Tourtour aux XVIIème et XVIIIème siècles :

l’alimentation des villageois .

 

L’une des principales caractéristiques de cette époque était que les habitants de Tourtour, pour la plupart des paysans, ne mangeaient pas à leur faim : plus précisément, ils ne pouvaient pas accumuler assez de calories par rapport aux travaux pénibles qu’ils devaient effectuer chaque jour, le plus souvent au service de seigneurs qui les exploitaient avec taxes et impôts encore plus élevés que ne le font les puissants d’aujourd’hui... En manquant souvent de protéines, les paysans n’avaient donc pas souvent une longue espérance de vie .
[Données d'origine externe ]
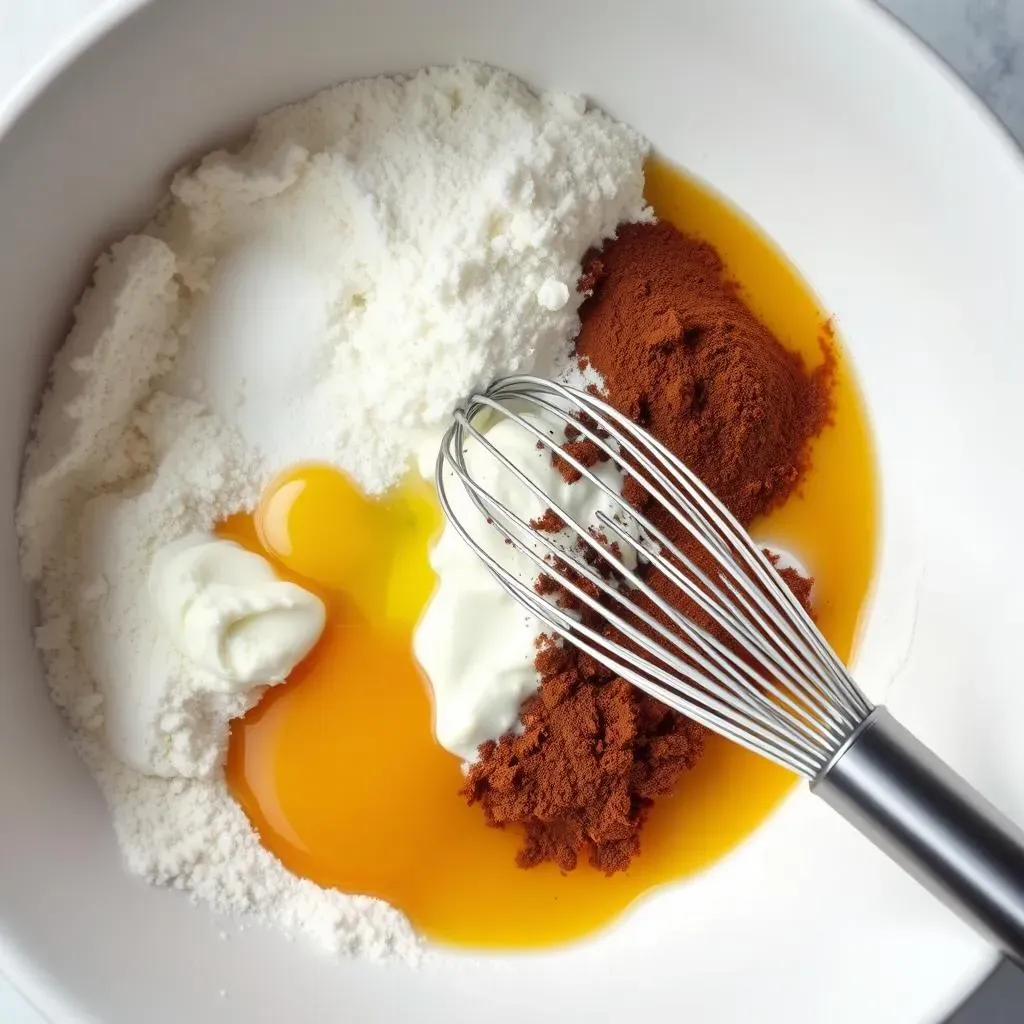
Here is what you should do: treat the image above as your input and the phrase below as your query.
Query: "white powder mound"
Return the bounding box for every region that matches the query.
[154,66,644,492]
[17,65,649,959]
À la campagne, les recherches, menées dans les rares archives conservées (et maintenant sur des sites historiques internet), ont démontré que les paysans et sa famille, du Moyen Âge jusqu’à la Révolution, se sont nourris des produits de la ferme auxquels s’ajoutaient ponctuellement ceux de la chasse, de la pêche, du ramassage et de la cueillette. La viande de boucherie était très peu consommée dans ce milieu, et le macellier (boucher) n’était sollicité que pour les fêtes et lors des récoltes (moisson ou vendange) pour nourrir le personnel.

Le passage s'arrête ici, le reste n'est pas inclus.